The basket, sprung by a block by Marvin Williams, represented the only transition points for a North Carolina offense that was held 20 points below its season average.

“They just got everybody back,” Tar Heel forward David Noel said.

“They didn’t have anybody crashing the boards other than Shelden. When their big men were in the game, everybody was getting back, and it stopped us from running the way we’re used to running.
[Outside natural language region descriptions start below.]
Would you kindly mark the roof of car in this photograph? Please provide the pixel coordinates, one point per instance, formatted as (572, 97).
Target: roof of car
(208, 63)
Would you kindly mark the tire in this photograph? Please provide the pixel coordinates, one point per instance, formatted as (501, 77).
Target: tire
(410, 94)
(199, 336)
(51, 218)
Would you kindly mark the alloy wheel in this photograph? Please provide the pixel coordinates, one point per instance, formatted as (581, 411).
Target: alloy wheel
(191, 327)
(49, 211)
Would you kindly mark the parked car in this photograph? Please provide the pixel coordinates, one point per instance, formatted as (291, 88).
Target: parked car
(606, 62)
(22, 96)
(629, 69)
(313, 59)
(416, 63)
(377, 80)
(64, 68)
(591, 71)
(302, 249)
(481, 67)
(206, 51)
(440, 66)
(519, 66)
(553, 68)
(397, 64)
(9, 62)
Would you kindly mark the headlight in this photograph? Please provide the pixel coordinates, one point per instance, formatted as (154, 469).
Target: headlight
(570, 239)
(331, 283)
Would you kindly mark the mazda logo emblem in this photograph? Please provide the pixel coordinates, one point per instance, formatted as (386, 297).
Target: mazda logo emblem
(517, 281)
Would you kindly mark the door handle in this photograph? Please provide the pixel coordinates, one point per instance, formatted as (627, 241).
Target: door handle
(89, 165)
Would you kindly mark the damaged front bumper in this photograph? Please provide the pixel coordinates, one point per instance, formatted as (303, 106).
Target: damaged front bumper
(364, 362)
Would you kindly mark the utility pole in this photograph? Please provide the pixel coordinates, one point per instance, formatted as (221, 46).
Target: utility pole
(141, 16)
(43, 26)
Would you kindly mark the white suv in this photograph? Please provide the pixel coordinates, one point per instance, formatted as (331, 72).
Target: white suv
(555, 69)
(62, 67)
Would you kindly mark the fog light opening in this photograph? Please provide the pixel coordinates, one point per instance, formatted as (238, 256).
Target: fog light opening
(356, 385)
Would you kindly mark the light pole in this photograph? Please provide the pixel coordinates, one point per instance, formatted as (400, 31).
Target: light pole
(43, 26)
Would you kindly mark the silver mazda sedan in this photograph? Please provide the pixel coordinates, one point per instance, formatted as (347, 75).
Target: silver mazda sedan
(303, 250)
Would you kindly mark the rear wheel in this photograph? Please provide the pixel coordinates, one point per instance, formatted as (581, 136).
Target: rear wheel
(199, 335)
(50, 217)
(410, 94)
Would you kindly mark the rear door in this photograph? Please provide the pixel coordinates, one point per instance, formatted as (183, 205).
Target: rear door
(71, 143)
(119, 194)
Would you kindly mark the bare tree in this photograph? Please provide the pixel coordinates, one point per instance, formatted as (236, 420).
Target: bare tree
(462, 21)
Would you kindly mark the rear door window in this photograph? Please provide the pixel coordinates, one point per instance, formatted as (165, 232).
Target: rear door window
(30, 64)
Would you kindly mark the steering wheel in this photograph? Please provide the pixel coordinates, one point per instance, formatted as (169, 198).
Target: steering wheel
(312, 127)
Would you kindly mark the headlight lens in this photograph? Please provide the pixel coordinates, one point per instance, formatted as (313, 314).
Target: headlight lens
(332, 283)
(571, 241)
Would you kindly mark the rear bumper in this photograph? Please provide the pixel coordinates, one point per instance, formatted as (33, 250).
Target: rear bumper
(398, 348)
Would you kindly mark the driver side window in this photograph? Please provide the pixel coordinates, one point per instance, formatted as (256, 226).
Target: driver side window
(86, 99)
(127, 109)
They did a great job.”

The Tar Heels got the ball back with the chance to win after forcing Redick into an airball on a desperation 3 as the shot clock ticked down.

On the final possession, Ewing went for the ball, but he slipped past Felton, who then had an open look from the top of the key.

Instead, the junior point guard picked up his dribble — and, with Blue Devils stuck closely to McCants and May, was forced to give the ball to Noel.

But once again, Nelson found himself in the right spot, knocking the ball away. The ball rolled through May’s legs and out of bounds as the final buzzer sounded and the crowd erupted.

“It’s real frustrating to fight so hard to come back like that and not even get a shot off,” Noel said. “It’s frustrating, but we’ll live. We’ve got to move on.”